L’étatisme règne en maître dans les discours et les actes de la totalité du spectre politique français. Pour notre pays, le résultat est là :

  • Jamais, en temps de paix, l’État n’a eu une telle place dans notre société.
  • Nous détenons le record mondial du nombre d’élus par habitant (plus de 600 000, soit 1 pour 108 habitants).
  • Les dépenses publiques sont passées de 12,6% du PIB en 1912 à 39% sous de Gaulle et à plus de 56% aujourd’hui. Il n’est pas certain que la confiance en l’avenir ait suivi la même trajectoire.

A un État déjà envahissant et coûteux, en une génération, nous avons hérité d’un infra-Etat, des collectivités locales gourmandes et un supra-Etat, une Union Européenne bureaucratique et jacobine. Sans d’ailleurs que l’Etat national ne diminue significativement.

Nous vivons une crise dramatique de l’interventionnisme monétaire, du keynésianisme, du capitalisme de copinage et du surendettement d’État. Et au milieu de ce désastre, les candidats à la présidentielle rivalisent tous d’imagination pour nous proposer encore davantage d’interventions, encore davantage de taxes, encore davantage de protectionnisme, encore davantage de pouvoir pour l’État et encore davantage de planche à billets.

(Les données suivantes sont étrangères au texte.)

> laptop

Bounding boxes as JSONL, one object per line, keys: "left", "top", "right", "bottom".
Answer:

Personne ne présentera la seule alternative crédible à cet Etat nounou qui s’affaisse doucement sous son propre poids : le libéralisme.

Une politique libérale consisterait à revenir à ce qui a fait la force de notre pays : la liberté individuelle, la propriété individuelle et la responsabilité individuelle sous le règne du Droit égal pour tous. Et un État régalien simplement chargé de faire respecter ce Droit.

Une politique libérale consisterait à rendre aux Français le fruit de leur travail et de leur épargne pour qu’ils choisissent eux-mêmes comment se soigner, où s’assurer contre le chômage, comment préparer leur retraite (salaire complet), où instruire leurs enfants (chèque éducation), comme se loger, (respect du droit de propriété pour louer/expulser ou construire).

Elle consisterait à leur laisser décider eux-mêmes quelle presse, quels artistes, quels syndicats ou quelles associations subventionner, en les payant directement.

Elle leur permettrait de choisir eux-mêmes quelle agriculture et quelle industrie soutenir par leurs achats ou par leurs investissements.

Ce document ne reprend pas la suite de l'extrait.